L’égalité des époux face à la demande en divorce : exemple du droit maghrébin

Certains Etats ne reconnaissent pas les mêmes prérogatives, aux époux, face à la demande en divorce, créant ainsi une inégalité procédurale entre eux.

L’égalité des époux face à la demande en divorce : exemple du droit maghrébin

Certains Etats ne reconnaissent pas les mêmes prérogatives, aux époux, face à la demande en divorce, créant ainsi une inégalité procédurale entre eux.

Or, il convient de rappeler que le droit européen a reconnu un principe d’égalité lors de la dissolution du mariage (Convention EDH, protocole 7, article n°5).

Ce principe a été repris par le droit français et a été érigé, dans son droit international privé, comme principe protégé par l’ordre public international.  

Cet article s’attachera au droit musulman, et plus particulièrement au droit appliqué au Maghreb.

A noter que d’autres Etats ont certaines pratiques de dissolution du lien matrimonial que ne reconnait par l’ordre public international français.

Le mariage, en droit français, peut prendre par plusieurs mécanismes.

Le droit musulman connait lui, lors de la dissolution du lien matrimonial, d’un mécanisme juridique dénommé « la répudiation ».

La répudiation peut se définir comme le fait pour l’un des époux de décider unilatéralement de rompre le mariage.

Au regard de la mobilité internationale, certaines personnes ont amené le juge français à se pencher sur la reconnaissance d’une telle institution.

Pour rappel, la FRANCE a conclu plusieurs conventions bilatérales avec les Etats du Maghreb.

Ces conventions ont pour but d’instaurer une coopération judiciaire.

On peut citer à titre d’exemple « la convention bilatérale relative à l’exéquatur et à l’extradition entre le Gouvernement de la République algérienne démocratique et populaire et la république française, le 29 aout 1964 » ou encore « la convention d’aide mutuelle judiciaire d’exéquatur des jugements et d’extradition entre la France et le Maroc ».

Parmi les conventions internationales, la France a accepté que des décisions rendues par des Juridictions ne lui appartenant pas s’appliquent de facto au sein de son territoire.

Toutefois, des exceptions peuvent être soulevées.

Ainsi, le juge français ne donnait pas force exécutoire à des décisions fondées sur le principe de la répudiation, considérant que cela entrainait une situation inégalitaire des époux face à la loi (Civ 1ère, 17 février 2004, RG n°01-11.549).

Le droit maghrébin pouvait donc être perçu comme contraire au droit international public français en matière de divorce.

A cette affirmation, il convient de soulever plusieurs éléments pour la nuancer.

En effet, le droit maghrébin a évolué ces dernières années.

De ce fait, bon nombre de systèmes, notamment tunisien ou marocain, proposent plusieurs fondements à la fin du mariage.
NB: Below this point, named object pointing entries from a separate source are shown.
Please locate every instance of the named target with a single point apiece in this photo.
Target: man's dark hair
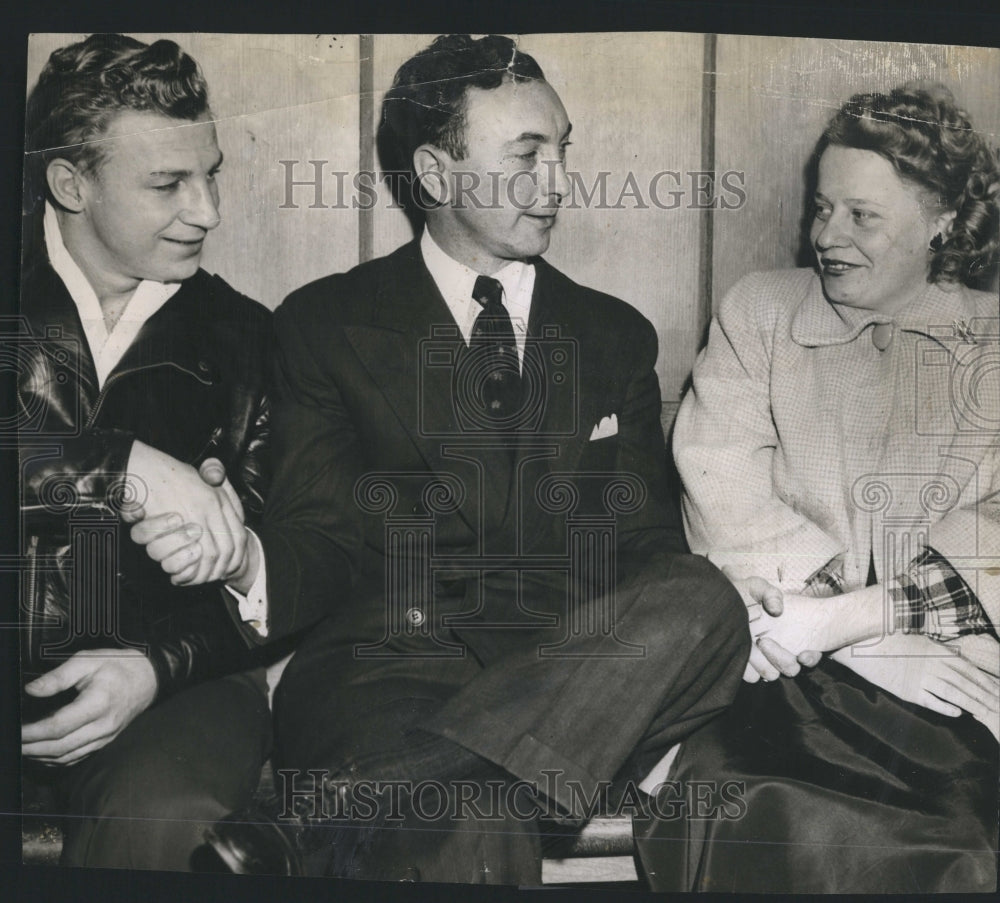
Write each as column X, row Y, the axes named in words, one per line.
column 84, row 85
column 426, row 103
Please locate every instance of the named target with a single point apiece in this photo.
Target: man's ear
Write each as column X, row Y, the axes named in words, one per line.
column 430, row 164
column 65, row 182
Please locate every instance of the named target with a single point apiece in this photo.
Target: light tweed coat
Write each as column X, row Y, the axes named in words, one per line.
column 801, row 441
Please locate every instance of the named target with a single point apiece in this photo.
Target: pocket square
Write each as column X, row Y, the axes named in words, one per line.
column 607, row 427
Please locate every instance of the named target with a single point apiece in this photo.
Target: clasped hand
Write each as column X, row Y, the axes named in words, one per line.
column 190, row 521
column 787, row 632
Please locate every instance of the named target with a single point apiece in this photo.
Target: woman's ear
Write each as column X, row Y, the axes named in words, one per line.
column 943, row 223
column 64, row 179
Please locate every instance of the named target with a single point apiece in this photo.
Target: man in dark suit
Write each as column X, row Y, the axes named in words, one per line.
column 470, row 485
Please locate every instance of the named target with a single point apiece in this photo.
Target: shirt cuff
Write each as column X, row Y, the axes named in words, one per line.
column 253, row 606
column 930, row 597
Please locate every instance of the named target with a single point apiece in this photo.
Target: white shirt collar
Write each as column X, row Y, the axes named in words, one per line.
column 455, row 281
column 106, row 348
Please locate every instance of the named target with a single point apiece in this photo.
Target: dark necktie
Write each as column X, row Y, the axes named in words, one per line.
column 496, row 369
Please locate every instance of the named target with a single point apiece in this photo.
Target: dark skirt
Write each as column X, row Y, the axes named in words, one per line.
column 826, row 784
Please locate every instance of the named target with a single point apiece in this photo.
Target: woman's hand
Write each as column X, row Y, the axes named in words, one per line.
column 919, row 670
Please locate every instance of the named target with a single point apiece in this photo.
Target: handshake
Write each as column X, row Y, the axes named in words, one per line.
column 190, row 521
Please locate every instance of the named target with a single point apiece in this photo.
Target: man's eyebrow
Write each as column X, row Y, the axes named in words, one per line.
column 819, row 196
column 539, row 137
column 183, row 173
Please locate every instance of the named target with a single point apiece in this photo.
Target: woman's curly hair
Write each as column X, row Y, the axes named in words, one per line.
column 930, row 141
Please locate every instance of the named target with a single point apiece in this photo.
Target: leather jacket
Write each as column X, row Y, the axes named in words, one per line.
column 192, row 385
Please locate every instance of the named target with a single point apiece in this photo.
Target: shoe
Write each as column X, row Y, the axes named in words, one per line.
column 251, row 842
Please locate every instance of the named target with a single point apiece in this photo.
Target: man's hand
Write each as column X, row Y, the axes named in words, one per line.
column 769, row 660
column 919, row 670
column 197, row 533
column 115, row 685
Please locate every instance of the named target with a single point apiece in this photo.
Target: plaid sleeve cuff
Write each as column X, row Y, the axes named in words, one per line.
column 930, row 597
column 827, row 581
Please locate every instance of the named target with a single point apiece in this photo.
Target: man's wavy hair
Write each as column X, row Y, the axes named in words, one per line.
column 84, row 85
column 931, row 143
column 426, row 103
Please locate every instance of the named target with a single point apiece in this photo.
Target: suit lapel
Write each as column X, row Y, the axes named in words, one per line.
column 409, row 348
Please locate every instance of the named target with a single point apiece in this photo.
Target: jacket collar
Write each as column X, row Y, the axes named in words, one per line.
column 178, row 334
column 819, row 322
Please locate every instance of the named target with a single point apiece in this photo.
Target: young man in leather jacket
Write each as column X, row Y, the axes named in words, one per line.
column 141, row 377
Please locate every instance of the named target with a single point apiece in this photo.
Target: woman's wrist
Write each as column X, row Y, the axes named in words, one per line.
column 856, row 616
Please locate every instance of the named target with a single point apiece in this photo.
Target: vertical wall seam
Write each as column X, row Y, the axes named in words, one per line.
column 366, row 140
column 706, row 243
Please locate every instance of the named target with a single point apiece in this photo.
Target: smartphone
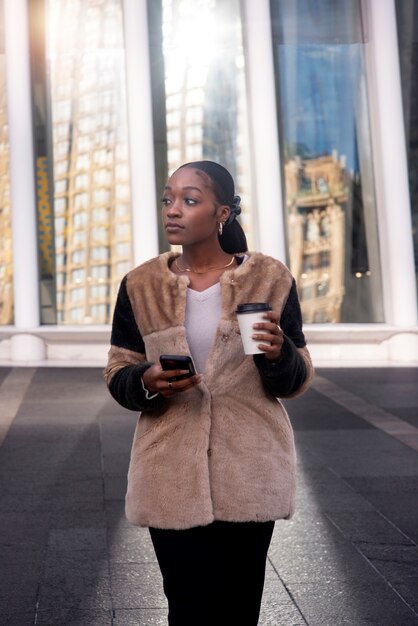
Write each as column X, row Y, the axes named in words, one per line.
column 178, row 362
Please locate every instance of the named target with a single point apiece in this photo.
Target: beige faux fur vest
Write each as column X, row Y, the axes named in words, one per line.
column 223, row 450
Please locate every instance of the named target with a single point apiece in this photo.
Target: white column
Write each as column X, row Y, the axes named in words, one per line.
column 264, row 129
column 141, row 142
column 25, row 346
column 392, row 190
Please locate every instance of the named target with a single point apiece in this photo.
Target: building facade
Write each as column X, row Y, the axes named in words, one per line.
column 312, row 106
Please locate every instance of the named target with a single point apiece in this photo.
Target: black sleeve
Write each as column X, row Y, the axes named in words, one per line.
column 286, row 375
column 125, row 385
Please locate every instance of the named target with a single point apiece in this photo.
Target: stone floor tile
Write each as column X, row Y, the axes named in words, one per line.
column 368, row 527
column 314, row 411
column 376, row 453
column 17, row 617
column 131, row 545
column 351, row 604
column 137, row 586
column 395, row 563
column 143, row 617
column 304, row 561
column 78, row 581
column 74, row 617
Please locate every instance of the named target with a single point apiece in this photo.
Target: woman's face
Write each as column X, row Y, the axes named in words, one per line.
column 190, row 212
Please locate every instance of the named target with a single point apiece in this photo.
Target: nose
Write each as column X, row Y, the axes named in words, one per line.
column 174, row 208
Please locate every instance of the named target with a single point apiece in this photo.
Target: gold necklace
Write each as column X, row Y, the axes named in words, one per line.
column 211, row 269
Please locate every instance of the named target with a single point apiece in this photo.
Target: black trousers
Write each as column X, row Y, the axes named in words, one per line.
column 213, row 575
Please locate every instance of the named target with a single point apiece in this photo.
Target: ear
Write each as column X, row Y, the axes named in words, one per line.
column 223, row 212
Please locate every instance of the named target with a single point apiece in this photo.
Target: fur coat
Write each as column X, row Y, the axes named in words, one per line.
column 224, row 449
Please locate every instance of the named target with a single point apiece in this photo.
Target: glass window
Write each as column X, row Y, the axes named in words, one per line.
column 6, row 253
column 407, row 20
column 81, row 133
column 199, row 89
column 326, row 151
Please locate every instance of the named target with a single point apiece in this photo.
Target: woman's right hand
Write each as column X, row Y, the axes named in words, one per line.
column 157, row 380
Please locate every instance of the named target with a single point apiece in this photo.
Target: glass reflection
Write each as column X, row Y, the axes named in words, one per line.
column 407, row 23
column 90, row 173
column 6, row 254
column 204, row 88
column 332, row 226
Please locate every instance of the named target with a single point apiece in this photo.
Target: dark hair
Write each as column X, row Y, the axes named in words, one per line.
column 233, row 239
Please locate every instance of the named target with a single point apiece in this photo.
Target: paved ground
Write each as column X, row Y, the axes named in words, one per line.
column 69, row 558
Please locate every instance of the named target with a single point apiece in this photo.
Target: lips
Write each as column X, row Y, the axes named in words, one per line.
column 173, row 226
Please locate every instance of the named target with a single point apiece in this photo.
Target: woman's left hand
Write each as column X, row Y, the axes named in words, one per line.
column 271, row 334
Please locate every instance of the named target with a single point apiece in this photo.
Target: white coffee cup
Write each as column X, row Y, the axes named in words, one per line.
column 248, row 314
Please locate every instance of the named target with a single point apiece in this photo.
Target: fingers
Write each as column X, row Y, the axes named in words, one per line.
column 161, row 381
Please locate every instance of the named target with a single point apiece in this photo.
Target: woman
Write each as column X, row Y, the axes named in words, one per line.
column 213, row 462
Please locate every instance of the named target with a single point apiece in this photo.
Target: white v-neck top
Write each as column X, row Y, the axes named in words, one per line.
column 203, row 312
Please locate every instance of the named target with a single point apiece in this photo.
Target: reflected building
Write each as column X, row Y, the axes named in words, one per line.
column 205, row 89
column 317, row 193
column 90, row 163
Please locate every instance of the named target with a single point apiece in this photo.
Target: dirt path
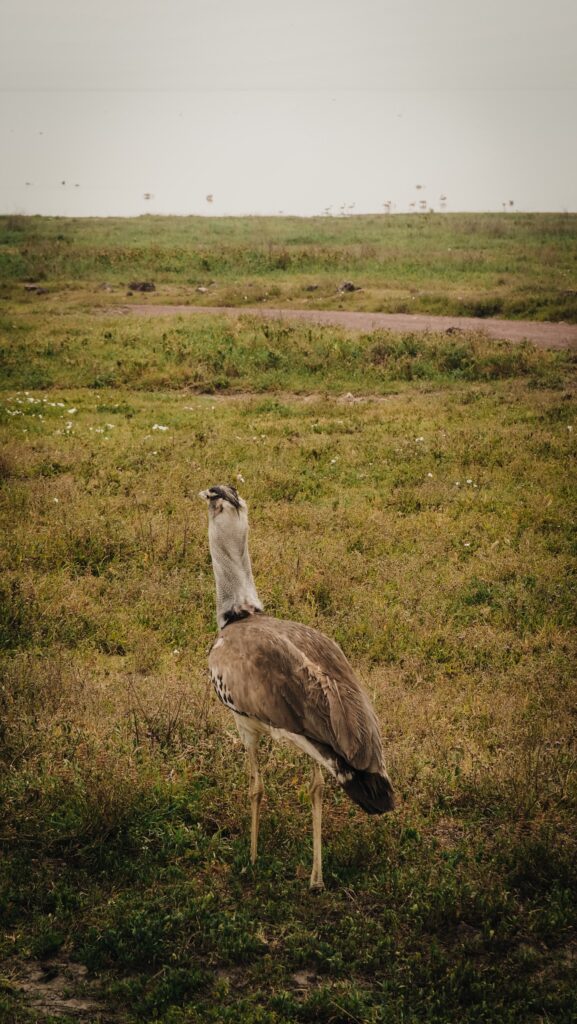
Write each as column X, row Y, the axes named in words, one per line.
column 544, row 335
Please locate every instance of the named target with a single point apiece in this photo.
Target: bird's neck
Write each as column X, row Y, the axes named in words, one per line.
column 236, row 592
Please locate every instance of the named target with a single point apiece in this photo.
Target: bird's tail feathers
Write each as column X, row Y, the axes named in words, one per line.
column 372, row 791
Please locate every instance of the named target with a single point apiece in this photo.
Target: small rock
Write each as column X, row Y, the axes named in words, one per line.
column 142, row 286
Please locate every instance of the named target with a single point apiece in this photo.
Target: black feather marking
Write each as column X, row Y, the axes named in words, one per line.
column 372, row 792
column 228, row 494
column 236, row 616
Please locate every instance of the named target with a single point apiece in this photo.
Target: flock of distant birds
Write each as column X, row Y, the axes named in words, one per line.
column 346, row 209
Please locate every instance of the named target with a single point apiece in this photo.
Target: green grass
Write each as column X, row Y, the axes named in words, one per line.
column 428, row 527
column 511, row 265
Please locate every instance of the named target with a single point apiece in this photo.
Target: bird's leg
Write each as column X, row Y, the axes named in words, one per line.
column 316, row 790
column 255, row 791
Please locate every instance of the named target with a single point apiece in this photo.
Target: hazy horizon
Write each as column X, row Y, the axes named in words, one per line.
column 230, row 110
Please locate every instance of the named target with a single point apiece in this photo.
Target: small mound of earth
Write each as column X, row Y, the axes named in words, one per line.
column 141, row 286
column 59, row 989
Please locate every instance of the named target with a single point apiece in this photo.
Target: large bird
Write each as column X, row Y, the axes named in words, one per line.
column 288, row 681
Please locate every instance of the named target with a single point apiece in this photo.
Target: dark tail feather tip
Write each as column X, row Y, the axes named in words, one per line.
column 372, row 792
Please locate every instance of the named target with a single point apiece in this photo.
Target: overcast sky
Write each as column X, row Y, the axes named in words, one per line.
column 294, row 107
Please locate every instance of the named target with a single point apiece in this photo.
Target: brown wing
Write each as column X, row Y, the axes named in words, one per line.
column 293, row 678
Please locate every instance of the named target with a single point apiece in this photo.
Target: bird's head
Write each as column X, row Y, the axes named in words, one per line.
column 228, row 519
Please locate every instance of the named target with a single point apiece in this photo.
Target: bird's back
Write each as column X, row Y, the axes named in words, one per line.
column 291, row 677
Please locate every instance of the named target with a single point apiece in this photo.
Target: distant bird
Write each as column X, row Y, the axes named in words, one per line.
column 288, row 681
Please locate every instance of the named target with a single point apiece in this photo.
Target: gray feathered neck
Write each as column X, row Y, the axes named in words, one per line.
column 228, row 538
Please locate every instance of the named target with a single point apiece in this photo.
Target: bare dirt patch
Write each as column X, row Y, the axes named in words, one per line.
column 59, row 989
column 541, row 334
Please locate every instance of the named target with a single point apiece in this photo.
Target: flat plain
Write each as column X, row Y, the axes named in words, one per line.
column 412, row 497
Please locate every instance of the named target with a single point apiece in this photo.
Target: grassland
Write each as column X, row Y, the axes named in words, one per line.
column 513, row 265
column 428, row 527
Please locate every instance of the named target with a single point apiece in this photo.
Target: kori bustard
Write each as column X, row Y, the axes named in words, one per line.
column 288, row 681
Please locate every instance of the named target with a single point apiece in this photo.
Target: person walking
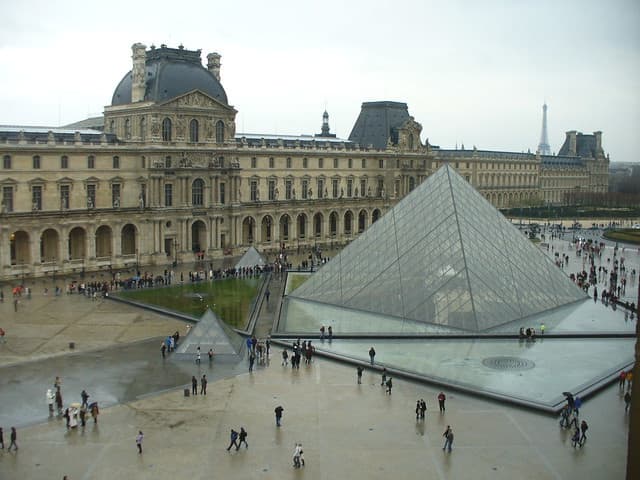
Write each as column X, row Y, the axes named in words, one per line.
column 252, row 359
column 234, row 440
column 139, row 439
column 13, row 438
column 441, row 399
column 627, row 401
column 50, row 399
column 583, row 428
column 85, row 396
column 278, row 411
column 194, row 385
column 242, row 438
column 448, row 438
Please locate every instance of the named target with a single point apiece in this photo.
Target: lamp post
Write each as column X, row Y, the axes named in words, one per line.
column 175, row 252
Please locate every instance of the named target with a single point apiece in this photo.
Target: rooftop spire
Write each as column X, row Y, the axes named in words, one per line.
column 543, row 147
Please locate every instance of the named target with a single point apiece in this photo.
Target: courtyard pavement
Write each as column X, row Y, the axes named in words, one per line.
column 347, row 430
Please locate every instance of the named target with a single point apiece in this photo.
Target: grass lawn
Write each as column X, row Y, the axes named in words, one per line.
column 231, row 299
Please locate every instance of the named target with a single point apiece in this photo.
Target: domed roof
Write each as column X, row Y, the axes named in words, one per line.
column 170, row 73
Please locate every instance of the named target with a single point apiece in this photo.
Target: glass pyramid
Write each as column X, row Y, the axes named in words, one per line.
column 443, row 256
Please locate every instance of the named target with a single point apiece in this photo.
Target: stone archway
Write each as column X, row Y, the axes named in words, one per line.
column 49, row 246
column 248, row 230
column 318, row 221
column 267, row 228
column 198, row 236
column 362, row 221
column 103, row 241
column 77, row 243
column 19, row 246
column 128, row 240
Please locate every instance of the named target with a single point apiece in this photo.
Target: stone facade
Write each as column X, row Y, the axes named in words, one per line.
column 170, row 178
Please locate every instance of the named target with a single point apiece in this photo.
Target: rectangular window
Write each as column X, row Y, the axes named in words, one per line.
column 64, row 197
column 168, row 194
column 115, row 195
column 287, row 189
column 91, row 196
column 7, row 199
column 272, row 189
column 36, row 198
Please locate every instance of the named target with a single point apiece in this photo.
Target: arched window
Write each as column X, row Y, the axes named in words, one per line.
column 219, row 131
column 197, row 192
column 166, row 130
column 193, row 130
column 143, row 129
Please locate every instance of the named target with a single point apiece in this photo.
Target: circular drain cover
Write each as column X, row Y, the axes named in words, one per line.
column 508, row 363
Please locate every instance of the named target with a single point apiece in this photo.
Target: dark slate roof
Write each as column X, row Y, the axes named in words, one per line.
column 172, row 72
column 585, row 146
column 560, row 161
column 42, row 134
column 292, row 141
column 93, row 123
column 377, row 122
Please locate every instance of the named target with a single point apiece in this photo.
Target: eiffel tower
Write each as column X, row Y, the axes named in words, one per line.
column 543, row 147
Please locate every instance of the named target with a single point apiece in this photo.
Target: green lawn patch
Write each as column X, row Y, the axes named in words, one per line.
column 231, row 299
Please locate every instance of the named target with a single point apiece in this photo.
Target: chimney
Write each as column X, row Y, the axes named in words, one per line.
column 598, row 136
column 138, row 72
column 572, row 140
column 213, row 64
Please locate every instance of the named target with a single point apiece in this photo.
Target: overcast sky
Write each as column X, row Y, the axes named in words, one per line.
column 473, row 72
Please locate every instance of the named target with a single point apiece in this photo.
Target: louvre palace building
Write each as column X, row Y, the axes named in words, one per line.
column 163, row 176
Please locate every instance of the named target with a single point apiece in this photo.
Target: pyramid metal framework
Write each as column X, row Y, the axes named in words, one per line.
column 443, row 255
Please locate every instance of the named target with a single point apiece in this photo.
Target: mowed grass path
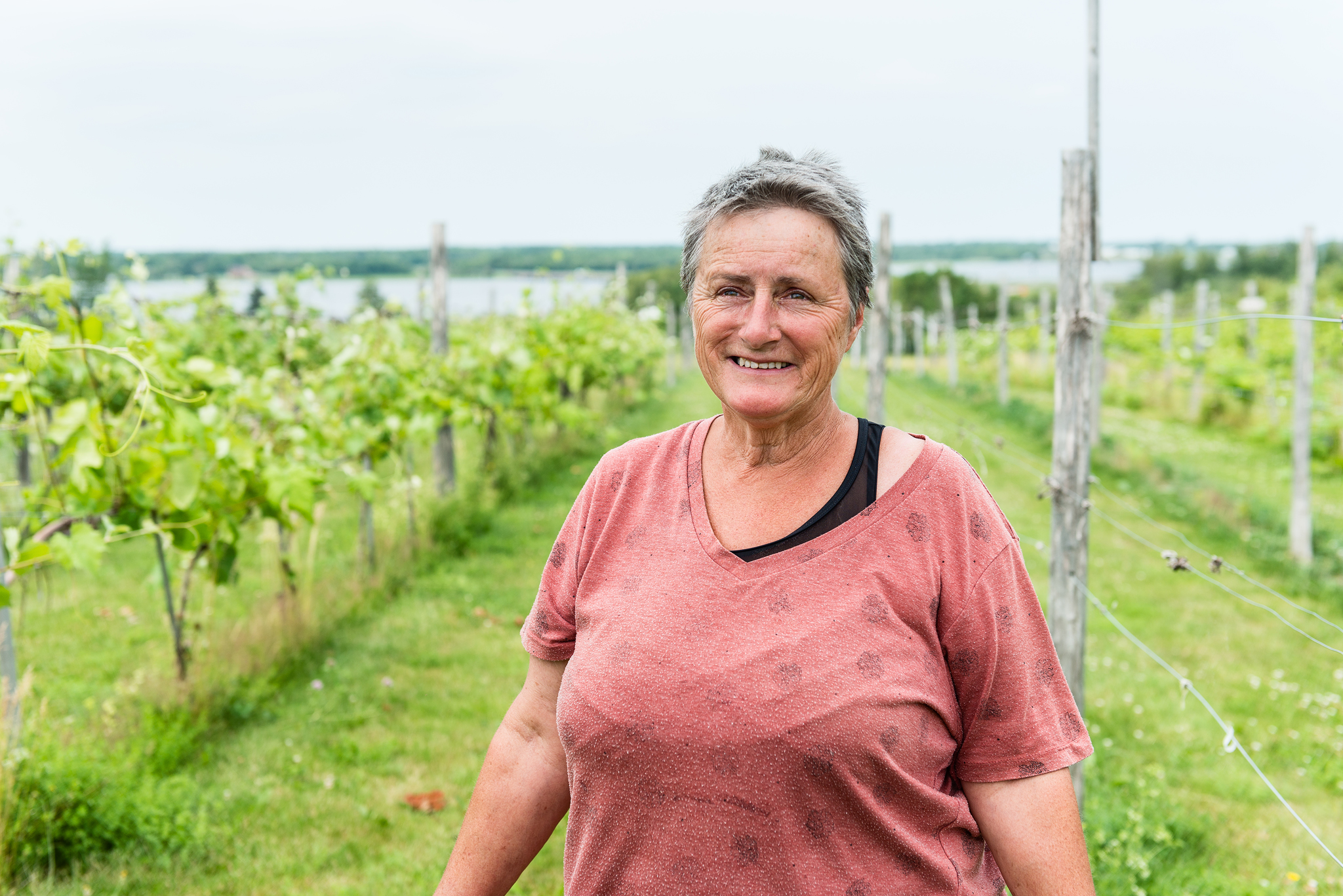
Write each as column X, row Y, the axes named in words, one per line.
column 449, row 645
column 312, row 801
column 1157, row 754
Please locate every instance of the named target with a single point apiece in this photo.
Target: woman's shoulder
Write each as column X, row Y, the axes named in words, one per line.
column 954, row 485
column 649, row 456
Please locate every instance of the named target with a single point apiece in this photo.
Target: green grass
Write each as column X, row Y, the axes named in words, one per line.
column 308, row 797
column 1171, row 798
column 1208, row 825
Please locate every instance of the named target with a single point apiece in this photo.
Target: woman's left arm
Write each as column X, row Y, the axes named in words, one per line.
column 1034, row 832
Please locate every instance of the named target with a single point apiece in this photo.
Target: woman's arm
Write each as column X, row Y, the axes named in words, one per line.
column 520, row 797
column 1034, row 832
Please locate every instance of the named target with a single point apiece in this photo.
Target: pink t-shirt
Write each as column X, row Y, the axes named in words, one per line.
column 799, row 724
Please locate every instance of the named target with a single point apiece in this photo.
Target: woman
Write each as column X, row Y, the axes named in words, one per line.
column 784, row 650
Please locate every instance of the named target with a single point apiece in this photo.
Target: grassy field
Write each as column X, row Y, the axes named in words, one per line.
column 308, row 794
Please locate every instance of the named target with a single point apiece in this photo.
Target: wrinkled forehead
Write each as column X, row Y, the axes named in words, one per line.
column 779, row 242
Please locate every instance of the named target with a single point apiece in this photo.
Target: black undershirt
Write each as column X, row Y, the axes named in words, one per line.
column 857, row 492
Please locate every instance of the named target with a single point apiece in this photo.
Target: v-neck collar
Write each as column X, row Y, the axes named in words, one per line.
column 806, row 551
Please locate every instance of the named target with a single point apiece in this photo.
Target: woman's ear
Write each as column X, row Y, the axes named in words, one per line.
column 856, row 328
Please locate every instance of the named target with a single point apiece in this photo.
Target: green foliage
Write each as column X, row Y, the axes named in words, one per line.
column 1140, row 844
column 919, row 289
column 457, row 524
column 70, row 804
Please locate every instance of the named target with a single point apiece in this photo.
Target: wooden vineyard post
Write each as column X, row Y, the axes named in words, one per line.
column 651, row 297
column 948, row 313
column 898, row 335
column 1071, row 471
column 9, row 663
column 1252, row 304
column 369, row 541
column 1044, row 325
column 445, row 464
column 1002, row 344
column 1103, row 302
column 916, row 330
column 879, row 328
column 1094, row 123
column 1167, row 348
column 1303, row 300
column 687, row 327
column 1195, row 390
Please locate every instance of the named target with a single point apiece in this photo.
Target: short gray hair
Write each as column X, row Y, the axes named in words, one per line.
column 778, row 180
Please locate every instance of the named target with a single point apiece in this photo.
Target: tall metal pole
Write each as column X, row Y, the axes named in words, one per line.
column 1071, row 469
column 879, row 328
column 445, row 463
column 1094, row 119
column 1303, row 370
column 948, row 313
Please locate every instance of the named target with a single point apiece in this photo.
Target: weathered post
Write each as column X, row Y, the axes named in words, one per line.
column 1167, row 345
column 9, row 664
column 879, row 328
column 621, row 285
column 948, row 313
column 1103, row 300
column 1303, row 300
column 1252, row 304
column 687, row 327
column 445, row 464
column 898, row 335
column 651, row 299
column 369, row 540
column 1071, row 468
column 1002, row 344
column 1094, row 121
column 1195, row 390
column 1045, row 304
column 916, row 328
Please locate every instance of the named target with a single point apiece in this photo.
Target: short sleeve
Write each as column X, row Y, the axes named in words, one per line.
column 1018, row 716
column 550, row 629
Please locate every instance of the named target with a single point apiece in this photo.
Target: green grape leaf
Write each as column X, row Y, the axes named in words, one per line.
column 68, row 419
column 92, row 330
column 222, row 562
column 34, row 348
column 33, row 551
column 87, row 454
column 183, row 481
column 81, row 550
column 19, row 328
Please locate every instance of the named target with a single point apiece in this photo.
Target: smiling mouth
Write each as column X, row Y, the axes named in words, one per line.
column 761, row 366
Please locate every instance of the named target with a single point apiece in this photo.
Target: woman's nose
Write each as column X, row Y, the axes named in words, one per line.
column 759, row 327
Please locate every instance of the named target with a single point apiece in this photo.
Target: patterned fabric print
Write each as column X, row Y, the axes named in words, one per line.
column 801, row 723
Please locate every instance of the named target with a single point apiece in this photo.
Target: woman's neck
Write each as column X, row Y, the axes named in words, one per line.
column 751, row 449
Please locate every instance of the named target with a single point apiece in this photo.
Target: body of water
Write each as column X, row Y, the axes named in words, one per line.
column 466, row 296
column 504, row 294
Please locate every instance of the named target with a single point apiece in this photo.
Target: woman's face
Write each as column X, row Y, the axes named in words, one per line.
column 771, row 312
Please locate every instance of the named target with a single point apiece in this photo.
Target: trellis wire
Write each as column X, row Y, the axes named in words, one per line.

Ainsi, tous les jugements en divorce, prononcés par une juridiction des Etats concernés, ne sont pas automatiquement contraire aux principes protégés par l’Etat français.

En outre, seules les décisions intéressant la France peuvent se voir refuser leur reconnaissance.

On entend par là que l’un des époux (ou les deux) doivent être ressortissants français et/ou domiciliés en France.

Si le jugement n’entraine pas de conséquences sur le territoire français, ce dernier sera plus facilement accepté tel quel.

Le 12 juillet 2023, la Cour de Cassation s’est à nouveau penchée sur la question de la reconnaissance d’un jugement de divorce tunisien, divorce à la demande de l’époux selon l’article 31 du Code de statut personnel (Civ 1ère, 12 juillet 2023, RG n°21-21.185).

En l’espèce, l’épouse contestait l’applicabilité du jugement tunisien en France en raison de l’inégalité des époux lors de la dissolution du mariage que la loi créait, selon elle.

Toutefois, dans sa décision, la Cour de Cassation a reconnu l’applicabilité de ladite décision en France.

Ici, la Cour de Cassation n’a fait qu’une droite application de sa jurisprudence antérieure et ne remet nullement en cause ses principes.

En effet, la Cour rappelle que pour soulever l’inégalité des époux et donc la contrariété à l’ordre public international français, il convient pour les juges du fond de vérifier que celle-ci se retrouve in concreto.

Dans la présente, le jugement avait notamment été rendu après un débat contradictoire et chaque partie pouvait exercer son droit de recours.

Par conséquent, afin de contrer la reconnaissance d’un jugement de divorce étranger, il convient pour les avocats de soulever comment le droit étranger a été inégalitaire concrètement pour l’un des époux.